Die Bedenken der Olympia-Organisatoren sind am Sonntag allerdings nicht geringer geworden. Das IOC zeigte sich in einer Stellungnahme "extrem besorgt" über die "beunruhigenden Entwicklungen" im Rahmen des Kongresses und kündigte eine "vollständige Überprüfung" der Situation an.

Boxen: "Nicht im Sinne einer demokratischen Wahl"

Im Kern der Kritik steht der russische IBA-Präsident Umar Kremlew.

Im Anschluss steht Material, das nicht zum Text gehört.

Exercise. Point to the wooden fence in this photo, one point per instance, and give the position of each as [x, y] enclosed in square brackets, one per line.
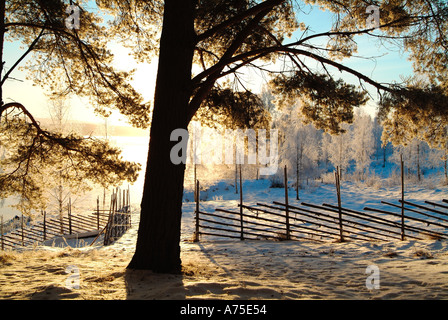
[325, 222]
[113, 222]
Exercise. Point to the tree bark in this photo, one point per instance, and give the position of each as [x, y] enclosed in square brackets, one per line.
[157, 247]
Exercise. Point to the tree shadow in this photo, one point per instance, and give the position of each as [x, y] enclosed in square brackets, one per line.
[147, 285]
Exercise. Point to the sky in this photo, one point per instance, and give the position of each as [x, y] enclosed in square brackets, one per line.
[387, 68]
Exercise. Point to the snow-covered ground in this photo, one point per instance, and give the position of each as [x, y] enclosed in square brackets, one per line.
[232, 269]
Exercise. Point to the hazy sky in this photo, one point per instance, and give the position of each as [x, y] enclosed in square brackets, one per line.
[388, 67]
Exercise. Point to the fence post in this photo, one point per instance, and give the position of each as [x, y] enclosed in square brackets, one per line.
[338, 190]
[402, 198]
[241, 207]
[288, 235]
[196, 193]
[21, 224]
[98, 213]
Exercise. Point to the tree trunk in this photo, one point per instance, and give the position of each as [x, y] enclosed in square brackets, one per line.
[157, 247]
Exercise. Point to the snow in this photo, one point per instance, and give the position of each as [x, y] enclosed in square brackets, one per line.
[218, 268]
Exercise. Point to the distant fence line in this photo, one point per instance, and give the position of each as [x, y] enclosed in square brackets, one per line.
[326, 222]
[112, 222]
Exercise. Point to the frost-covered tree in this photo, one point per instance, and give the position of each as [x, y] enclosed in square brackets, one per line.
[224, 38]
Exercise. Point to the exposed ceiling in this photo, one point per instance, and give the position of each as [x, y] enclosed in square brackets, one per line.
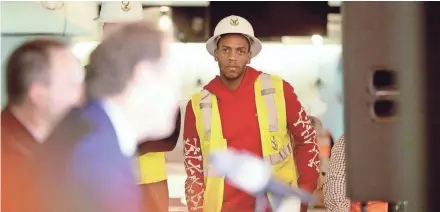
[177, 3]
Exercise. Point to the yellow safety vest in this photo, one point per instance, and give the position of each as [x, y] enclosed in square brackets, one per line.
[152, 167]
[275, 137]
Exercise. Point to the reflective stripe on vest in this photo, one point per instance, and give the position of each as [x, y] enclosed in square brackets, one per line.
[148, 174]
[277, 149]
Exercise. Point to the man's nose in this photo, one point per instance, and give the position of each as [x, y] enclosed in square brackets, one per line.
[232, 56]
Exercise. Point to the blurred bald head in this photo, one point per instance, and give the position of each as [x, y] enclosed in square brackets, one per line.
[129, 66]
[44, 74]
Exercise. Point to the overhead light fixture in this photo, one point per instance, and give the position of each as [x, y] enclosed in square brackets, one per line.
[165, 22]
[164, 9]
[317, 39]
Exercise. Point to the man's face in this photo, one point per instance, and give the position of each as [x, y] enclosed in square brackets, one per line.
[232, 54]
[65, 89]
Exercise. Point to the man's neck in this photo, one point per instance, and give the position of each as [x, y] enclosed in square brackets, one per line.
[124, 108]
[232, 84]
[35, 123]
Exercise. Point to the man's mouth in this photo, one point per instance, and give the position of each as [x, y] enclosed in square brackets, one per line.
[232, 68]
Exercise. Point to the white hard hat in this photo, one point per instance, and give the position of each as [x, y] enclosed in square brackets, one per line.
[234, 24]
[120, 11]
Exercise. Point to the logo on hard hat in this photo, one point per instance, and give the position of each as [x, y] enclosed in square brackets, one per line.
[234, 22]
[125, 6]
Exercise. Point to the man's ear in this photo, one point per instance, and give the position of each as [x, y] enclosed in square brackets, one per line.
[215, 55]
[141, 71]
[37, 94]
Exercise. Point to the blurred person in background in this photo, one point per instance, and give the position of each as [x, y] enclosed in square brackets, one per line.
[152, 164]
[335, 195]
[247, 110]
[89, 164]
[44, 81]
[324, 156]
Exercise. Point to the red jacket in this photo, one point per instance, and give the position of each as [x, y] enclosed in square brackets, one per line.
[241, 130]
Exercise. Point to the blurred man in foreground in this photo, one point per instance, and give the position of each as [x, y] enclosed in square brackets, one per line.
[152, 168]
[89, 165]
[44, 81]
[247, 110]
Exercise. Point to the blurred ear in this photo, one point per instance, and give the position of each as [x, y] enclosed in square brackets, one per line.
[215, 55]
[38, 94]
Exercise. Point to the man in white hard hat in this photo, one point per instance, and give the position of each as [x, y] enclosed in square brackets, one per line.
[152, 168]
[247, 110]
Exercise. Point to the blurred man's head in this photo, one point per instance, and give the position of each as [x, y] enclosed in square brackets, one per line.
[129, 68]
[44, 76]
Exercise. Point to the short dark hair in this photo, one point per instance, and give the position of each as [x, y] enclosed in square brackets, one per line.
[29, 63]
[112, 62]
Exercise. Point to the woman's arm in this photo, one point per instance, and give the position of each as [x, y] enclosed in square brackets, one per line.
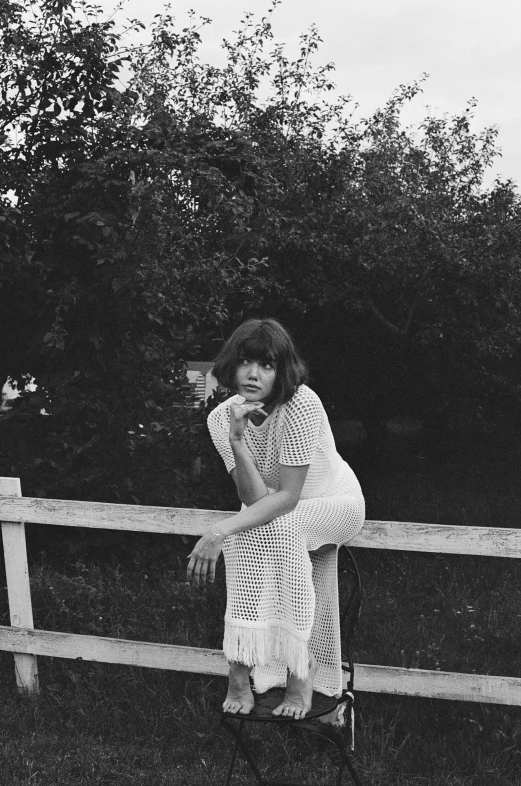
[247, 478]
[204, 556]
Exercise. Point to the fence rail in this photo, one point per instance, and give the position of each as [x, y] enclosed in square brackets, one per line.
[26, 643]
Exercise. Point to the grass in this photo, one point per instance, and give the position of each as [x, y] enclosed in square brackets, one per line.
[106, 724]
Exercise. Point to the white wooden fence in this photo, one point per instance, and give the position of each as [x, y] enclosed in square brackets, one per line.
[26, 643]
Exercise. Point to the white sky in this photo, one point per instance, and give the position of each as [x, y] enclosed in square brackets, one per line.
[470, 48]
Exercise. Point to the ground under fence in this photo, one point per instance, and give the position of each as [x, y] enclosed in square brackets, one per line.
[26, 643]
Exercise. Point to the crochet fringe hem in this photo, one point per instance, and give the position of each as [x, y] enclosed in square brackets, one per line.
[261, 646]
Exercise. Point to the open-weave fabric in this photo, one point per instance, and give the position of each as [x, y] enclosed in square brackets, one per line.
[281, 600]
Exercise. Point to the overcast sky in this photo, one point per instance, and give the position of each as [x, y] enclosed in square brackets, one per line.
[470, 48]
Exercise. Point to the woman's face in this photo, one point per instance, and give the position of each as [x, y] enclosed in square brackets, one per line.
[255, 379]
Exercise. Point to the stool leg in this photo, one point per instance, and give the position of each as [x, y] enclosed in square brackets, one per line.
[232, 762]
[239, 743]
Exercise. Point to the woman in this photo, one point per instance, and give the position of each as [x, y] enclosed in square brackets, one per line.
[300, 501]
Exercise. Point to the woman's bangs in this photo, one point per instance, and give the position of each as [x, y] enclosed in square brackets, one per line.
[258, 347]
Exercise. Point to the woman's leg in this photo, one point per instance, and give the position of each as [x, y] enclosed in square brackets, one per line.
[299, 694]
[239, 698]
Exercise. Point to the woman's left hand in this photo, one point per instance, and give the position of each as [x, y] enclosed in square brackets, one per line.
[204, 558]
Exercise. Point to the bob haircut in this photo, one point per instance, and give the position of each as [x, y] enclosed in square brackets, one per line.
[264, 340]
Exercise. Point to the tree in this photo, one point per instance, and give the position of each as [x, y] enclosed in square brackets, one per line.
[140, 222]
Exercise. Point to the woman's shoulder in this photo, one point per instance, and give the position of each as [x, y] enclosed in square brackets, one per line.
[221, 413]
[304, 398]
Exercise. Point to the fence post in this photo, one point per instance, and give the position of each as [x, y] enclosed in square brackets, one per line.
[18, 589]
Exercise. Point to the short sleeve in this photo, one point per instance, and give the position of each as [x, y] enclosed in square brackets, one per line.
[219, 427]
[303, 422]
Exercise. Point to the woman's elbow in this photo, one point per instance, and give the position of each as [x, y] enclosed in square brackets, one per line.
[290, 501]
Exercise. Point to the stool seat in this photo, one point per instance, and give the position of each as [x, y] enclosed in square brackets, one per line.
[341, 732]
[265, 703]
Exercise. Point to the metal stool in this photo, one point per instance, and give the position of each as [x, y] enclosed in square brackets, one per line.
[342, 737]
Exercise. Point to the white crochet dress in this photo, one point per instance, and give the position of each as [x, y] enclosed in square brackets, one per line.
[279, 600]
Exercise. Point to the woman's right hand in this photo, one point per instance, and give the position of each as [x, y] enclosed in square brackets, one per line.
[239, 414]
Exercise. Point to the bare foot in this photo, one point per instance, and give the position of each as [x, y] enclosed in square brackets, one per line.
[239, 699]
[299, 694]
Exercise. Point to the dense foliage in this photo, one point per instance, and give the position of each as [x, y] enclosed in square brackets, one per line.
[149, 202]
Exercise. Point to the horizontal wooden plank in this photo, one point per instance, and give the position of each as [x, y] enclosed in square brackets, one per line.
[369, 678]
[404, 536]
[107, 650]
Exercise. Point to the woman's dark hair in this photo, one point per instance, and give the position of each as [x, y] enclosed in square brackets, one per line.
[267, 341]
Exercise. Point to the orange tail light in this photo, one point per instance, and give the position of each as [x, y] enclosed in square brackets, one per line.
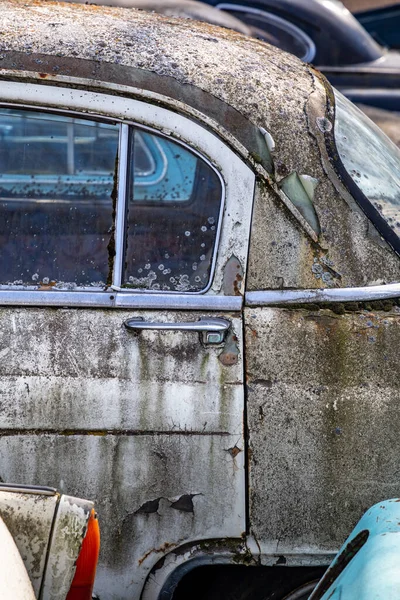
[82, 584]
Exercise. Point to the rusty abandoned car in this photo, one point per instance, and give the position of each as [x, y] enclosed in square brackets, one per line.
[199, 320]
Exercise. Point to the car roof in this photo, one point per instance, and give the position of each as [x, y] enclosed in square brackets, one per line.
[240, 82]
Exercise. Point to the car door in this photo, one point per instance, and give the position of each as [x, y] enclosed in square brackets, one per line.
[124, 245]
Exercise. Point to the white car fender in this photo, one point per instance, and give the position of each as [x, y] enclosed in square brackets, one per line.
[14, 580]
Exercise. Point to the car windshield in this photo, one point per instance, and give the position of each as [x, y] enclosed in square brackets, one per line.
[370, 158]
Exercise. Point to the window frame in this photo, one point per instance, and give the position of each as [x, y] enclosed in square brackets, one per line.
[172, 125]
[124, 157]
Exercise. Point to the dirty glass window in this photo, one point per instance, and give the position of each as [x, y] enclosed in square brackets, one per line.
[174, 202]
[56, 208]
[371, 160]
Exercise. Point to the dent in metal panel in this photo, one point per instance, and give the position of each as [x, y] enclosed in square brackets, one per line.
[144, 486]
[66, 541]
[324, 435]
[29, 519]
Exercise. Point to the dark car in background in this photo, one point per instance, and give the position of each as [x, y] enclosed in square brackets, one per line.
[325, 33]
[383, 24]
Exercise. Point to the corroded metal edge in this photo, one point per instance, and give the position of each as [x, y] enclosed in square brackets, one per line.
[356, 294]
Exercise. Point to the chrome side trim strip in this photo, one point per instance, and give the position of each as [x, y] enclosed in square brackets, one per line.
[361, 294]
[112, 299]
[56, 298]
[17, 488]
[121, 203]
[178, 302]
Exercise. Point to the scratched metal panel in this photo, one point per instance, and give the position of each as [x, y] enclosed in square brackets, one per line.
[152, 492]
[323, 410]
[66, 369]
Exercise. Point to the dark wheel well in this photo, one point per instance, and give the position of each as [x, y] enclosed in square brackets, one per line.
[225, 582]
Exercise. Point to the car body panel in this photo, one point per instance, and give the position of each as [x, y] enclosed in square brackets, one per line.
[366, 565]
[315, 416]
[151, 423]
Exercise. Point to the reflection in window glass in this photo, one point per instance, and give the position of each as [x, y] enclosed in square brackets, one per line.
[173, 214]
[56, 182]
[370, 158]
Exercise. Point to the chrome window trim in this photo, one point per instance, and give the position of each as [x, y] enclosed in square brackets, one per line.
[120, 217]
[126, 299]
[288, 25]
[317, 296]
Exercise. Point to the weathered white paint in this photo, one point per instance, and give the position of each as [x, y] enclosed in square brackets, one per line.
[66, 540]
[133, 419]
[14, 581]
[29, 518]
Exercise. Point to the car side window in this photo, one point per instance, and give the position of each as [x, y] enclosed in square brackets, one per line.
[173, 215]
[56, 212]
[58, 188]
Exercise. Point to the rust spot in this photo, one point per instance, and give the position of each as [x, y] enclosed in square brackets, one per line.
[184, 503]
[164, 548]
[228, 359]
[149, 507]
[234, 451]
[233, 277]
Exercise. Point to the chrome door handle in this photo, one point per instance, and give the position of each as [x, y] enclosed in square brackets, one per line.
[213, 330]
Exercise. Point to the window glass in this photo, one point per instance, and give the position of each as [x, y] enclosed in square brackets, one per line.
[174, 201]
[370, 158]
[56, 208]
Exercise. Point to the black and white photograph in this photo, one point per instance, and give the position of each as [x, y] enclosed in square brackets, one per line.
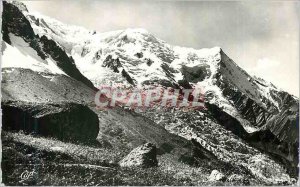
[149, 93]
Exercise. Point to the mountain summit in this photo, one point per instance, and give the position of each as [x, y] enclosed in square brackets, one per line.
[248, 123]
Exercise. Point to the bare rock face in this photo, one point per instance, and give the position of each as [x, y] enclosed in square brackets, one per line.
[144, 156]
[64, 121]
[216, 176]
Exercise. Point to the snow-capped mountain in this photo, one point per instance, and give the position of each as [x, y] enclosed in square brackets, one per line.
[248, 123]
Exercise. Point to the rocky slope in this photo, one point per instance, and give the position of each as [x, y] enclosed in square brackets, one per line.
[249, 127]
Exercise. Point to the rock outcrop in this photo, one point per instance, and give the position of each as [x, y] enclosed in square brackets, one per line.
[143, 156]
[64, 121]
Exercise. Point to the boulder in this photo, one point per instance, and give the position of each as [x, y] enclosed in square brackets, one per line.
[216, 176]
[143, 156]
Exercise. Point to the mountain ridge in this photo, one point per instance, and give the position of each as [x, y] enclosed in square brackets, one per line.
[245, 114]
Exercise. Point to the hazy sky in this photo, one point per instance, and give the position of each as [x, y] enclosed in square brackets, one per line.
[261, 37]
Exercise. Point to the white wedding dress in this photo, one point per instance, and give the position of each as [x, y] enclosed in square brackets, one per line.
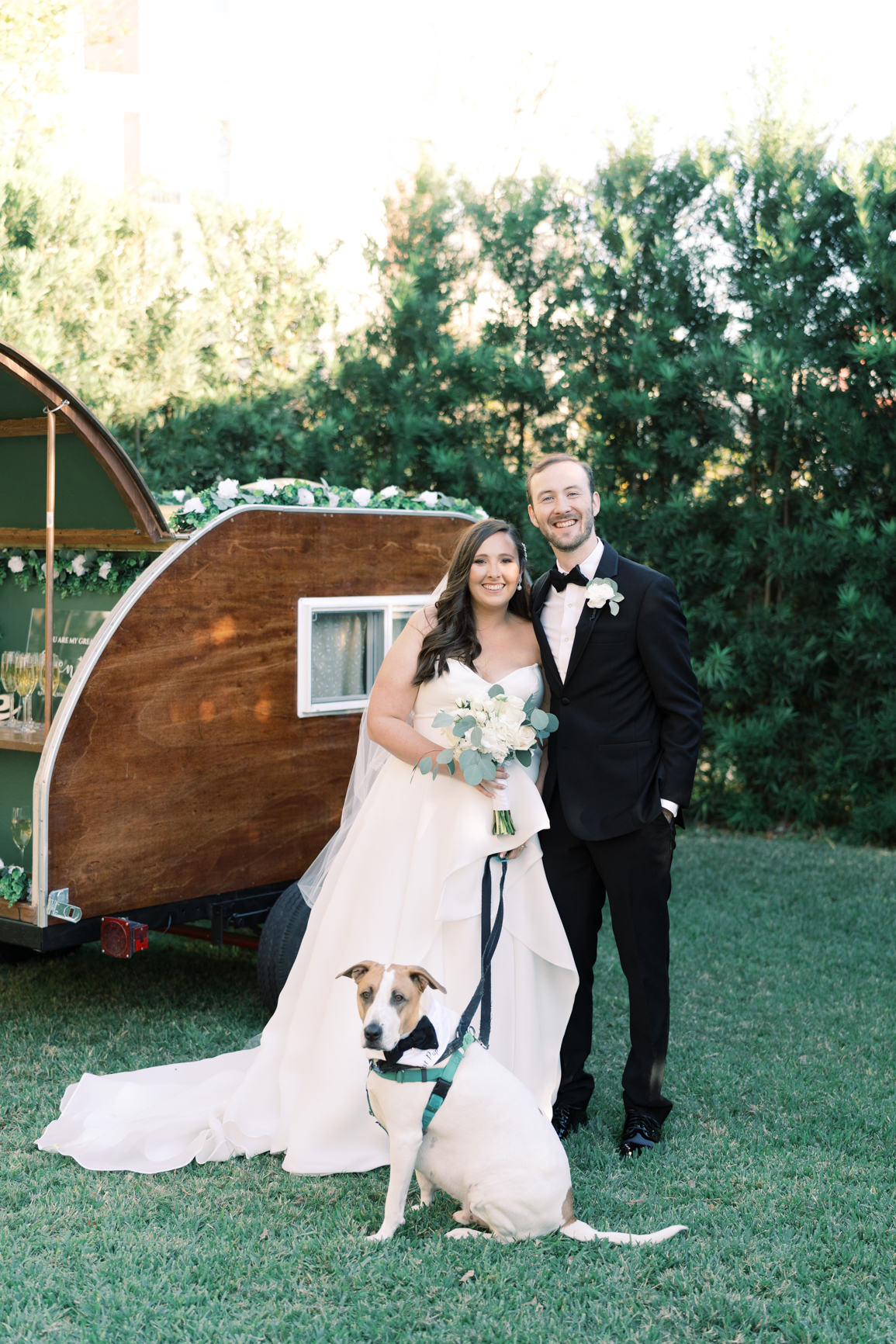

Ursprünglich hatte der Niederländer Boris van der Vorst diesen in einer Wahl herausfordern wollen. Das Problem: Zu dieser kam es erst gar nicht. Die IBA ließ über Neuwahlen abstimmen, fast 75 Prozent der Delegierten votierten dagegen.

Die Abstimmung über die Nichtdurchführung einer Wahl, die Tatsache, dass der anerkannte nationale ukrainische Boxverband kurz vor dem IBA-Kongress aus fadenscheinigen Gründen suspendiert wurde, sowie die chaotischen Umstände des Wahlverfahrens sind für das IOC problematisch. Die Ukraine war laut IBA wegen "Einmischung der Regierung" ausgeschlossen worden.

Der deutsche Präsident Dreke kritisierte die "chaotische Geschichte", die "nicht im Sinne einer demokratischen Wahl" abgelaufen sei. Sein schwedischer Kollege Per-Axel Sjöholm sprach erbost von einem "kompletten Desaster", der Neuseeländer Steve Hartley fürchtete "olympischen Selbstmord".

Die Zukunftssorgen sind groß. Das liegt vor allem an Kremlew, der den Verband mithilfe des Hauptsponsors Gazprom zwar wirtschaftlich gerettet, aber völlig abhängig gemacht hat vom russischen Staatskonzern. "Wir wissen nicht, wie er sich jetzt verhält und welche Ziele er überhaupt verfolgt", sagte Dreke: "Man kann ihn zurzeit nicht einschätzen."

Seine Hoffnung setzt Dreke auf die Organisatoren von LA 2028. "Ich weiß, dass die USA das IOC dazu drängen, Boxen auf alle Fälle weiterhin im olympischen Programm zu belassen", sagte er. Die Organisatoren in den USA hätten das Boxen mit Blick auf den Zuschauerzuspruch als eine der wichtigsten Sportarten ausgemacht.